Salah satu pria yang sibuk dengan laptop mengalihkan perhatiannya dari laptop. "Lo beli di mana? Gue gak mau makan kalo beli di pinggir jalan," ucapnya kembali fokus pada laptop.
"Lo tenang aja, Sa, gue beli di tetangga, dia baru aja jualan makanan," balas Raka sembari membawa piring, dia kemudian menuangkan sop ayam bagiannya. Seketika aroma enak tercium ke seluruh kamar, membuat setiap orang merasa lapar. "Gila, enak banget makananya," lanjut Raka mulai makan.
"Wangi banget dah... Gue jadi laper," ucap pria yang sedang fokus main game. Dia menyimpan ponselnya, lalu bergabung dengan Raka, mengambil gorengan karena sangat mengoda. "Gorengannya bikin nagih, ini buat gue semua ya." Imam sudah akan habis tiga gorengan.
Raka memukul tangan Imam saat pria itu akan mengambil gorengan lainnya. "Lo Serakah!
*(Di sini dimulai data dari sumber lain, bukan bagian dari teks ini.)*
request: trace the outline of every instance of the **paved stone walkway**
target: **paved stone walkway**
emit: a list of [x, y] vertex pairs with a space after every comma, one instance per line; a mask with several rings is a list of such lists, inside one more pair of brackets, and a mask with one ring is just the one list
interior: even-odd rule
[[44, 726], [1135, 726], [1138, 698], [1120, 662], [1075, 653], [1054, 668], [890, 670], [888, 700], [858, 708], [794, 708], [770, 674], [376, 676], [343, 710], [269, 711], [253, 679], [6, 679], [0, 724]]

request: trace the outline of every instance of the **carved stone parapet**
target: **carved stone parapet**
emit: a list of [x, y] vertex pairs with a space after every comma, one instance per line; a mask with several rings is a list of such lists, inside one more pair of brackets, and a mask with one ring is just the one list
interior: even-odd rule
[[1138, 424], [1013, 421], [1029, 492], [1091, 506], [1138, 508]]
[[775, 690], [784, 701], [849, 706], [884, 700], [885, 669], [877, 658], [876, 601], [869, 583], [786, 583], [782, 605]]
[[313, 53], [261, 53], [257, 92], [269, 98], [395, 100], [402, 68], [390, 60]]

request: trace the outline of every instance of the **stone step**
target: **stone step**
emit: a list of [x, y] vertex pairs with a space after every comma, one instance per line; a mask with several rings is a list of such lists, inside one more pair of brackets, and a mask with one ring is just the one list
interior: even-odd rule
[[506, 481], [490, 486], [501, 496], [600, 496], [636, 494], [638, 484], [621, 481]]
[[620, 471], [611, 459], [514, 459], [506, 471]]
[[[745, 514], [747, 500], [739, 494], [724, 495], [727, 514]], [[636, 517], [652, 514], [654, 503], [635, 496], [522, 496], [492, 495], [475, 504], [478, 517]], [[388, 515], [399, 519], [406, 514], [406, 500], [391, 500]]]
Ini punya gue sama Raksa, kalau mau lebih beli lagi sana sendiri!"
"Ya elah," keluh Imam, tapi tangannya mengambil sup ayam bagiannya lalu sibuk makan sampai tidak inget apapun. "Lo bener, sop ayamnya enak," puji Imam saat makananya sudah habis.
"Lo gak makan, Sa.. Buruan keburu dingin." Raka melihat kakaknya masih saja sibuk dengan pekerjaanya. "Tenang aja makananya bersih dan enak, tadi gue lihat juga dapurnya, gak ada yang aneh, ko, bersih malahan."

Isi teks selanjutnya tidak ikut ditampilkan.